Car si les faits se déroulent dans la nuit du 24 au 25 avril 2019, ils ne seront signalés officiellement par la direction que plusieurs jours plus tard, au mois de mai. La gendarmerie est entre-temps dans les murs de l’établissement scolaire après avoir été alertée par d’autres voies.
« Je n’ai pris connaissance des violences que le samedi à mon retour de voyage scolaire avec d’autres élèves », affirme depuis le début la directrice du collège en contradiction avec les propos de son adjoint qui déclare avoir alerté la directrice beaucoup plus rapidement.
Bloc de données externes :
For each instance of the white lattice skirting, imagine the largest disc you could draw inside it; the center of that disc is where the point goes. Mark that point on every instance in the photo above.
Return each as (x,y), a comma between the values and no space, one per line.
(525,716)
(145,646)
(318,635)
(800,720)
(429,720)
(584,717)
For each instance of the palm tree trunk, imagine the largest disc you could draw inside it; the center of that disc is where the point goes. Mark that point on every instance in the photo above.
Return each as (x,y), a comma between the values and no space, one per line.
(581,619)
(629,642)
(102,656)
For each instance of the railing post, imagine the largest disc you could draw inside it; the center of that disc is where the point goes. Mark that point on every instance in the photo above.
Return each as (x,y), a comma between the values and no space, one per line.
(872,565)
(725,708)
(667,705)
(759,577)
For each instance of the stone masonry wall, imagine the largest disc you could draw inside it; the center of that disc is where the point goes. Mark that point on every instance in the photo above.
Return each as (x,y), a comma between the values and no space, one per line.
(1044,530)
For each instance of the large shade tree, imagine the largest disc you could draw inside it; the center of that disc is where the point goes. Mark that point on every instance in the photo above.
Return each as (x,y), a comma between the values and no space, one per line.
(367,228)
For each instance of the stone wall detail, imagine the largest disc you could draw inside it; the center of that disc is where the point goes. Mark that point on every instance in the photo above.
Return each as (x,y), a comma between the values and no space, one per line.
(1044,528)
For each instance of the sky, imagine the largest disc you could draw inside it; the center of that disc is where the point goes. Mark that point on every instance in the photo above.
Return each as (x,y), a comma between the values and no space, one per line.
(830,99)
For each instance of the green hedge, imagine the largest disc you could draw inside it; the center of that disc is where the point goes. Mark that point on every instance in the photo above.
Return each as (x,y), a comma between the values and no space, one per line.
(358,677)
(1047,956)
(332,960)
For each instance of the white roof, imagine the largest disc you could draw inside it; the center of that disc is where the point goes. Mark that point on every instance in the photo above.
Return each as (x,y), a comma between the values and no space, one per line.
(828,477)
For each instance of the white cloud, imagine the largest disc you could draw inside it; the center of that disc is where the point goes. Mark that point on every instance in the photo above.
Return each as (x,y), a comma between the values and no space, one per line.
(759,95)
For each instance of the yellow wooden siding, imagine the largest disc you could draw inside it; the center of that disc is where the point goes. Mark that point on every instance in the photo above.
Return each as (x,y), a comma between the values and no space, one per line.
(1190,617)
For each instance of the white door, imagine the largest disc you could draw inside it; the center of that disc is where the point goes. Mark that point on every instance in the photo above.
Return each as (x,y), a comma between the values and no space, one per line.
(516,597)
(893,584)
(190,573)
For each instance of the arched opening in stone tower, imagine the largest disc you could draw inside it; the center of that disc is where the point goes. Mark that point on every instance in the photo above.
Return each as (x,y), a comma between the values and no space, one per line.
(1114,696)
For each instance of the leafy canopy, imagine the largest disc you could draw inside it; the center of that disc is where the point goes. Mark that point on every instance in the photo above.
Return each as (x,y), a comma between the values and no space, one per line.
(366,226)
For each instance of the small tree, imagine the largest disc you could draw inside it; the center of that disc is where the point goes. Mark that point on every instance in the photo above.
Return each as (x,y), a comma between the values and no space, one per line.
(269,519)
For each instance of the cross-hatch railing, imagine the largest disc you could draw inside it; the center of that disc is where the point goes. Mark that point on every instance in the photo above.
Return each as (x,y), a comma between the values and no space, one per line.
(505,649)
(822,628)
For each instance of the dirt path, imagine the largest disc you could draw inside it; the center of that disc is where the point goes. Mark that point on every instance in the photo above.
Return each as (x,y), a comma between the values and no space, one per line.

Cette dernière serait arrivée le vendredi soir et son adjoint lui aurait dit : « Je dois te parler demain », raconte la directrice à la barre de la cour d'appel correctionnelle, alors que l'agression datait de plusieurs jours.
« Mais pourquoi lorsque vous revenez et que vous avez les infos, vous ne faites pas ce signalement ? », insiste la juge de la cour d’appel. « Je savais que les gendarmes étaient au courant puisqu’ils étaient dans l’établissement, donc je pensais que je n’étais pas dans cette obligation », poursuit la responsable suspendue depuis ces événements d’avril 2019. « Votre obligation de dénonciation des faits, des sévices, est absolue madame », estime pour sa part l’avocat général, Dominique Sié, qui réclame condamnation.
La cour d’appel de Nîmes, elle, a estimé au contraire qu’elle avait « une obligation relative » pour ce signalement car les gendarmes étaient déjà au courant des faits et l’enquête avait été initiée par d'autres biais. La directrice défendue par Maître Véronique Barnier a demandé et obtenue la relaxe.
Boris De la Cruz
* Le nom du collège n’est pas indiqué afin de protéger l'anonymat de la victime mineure.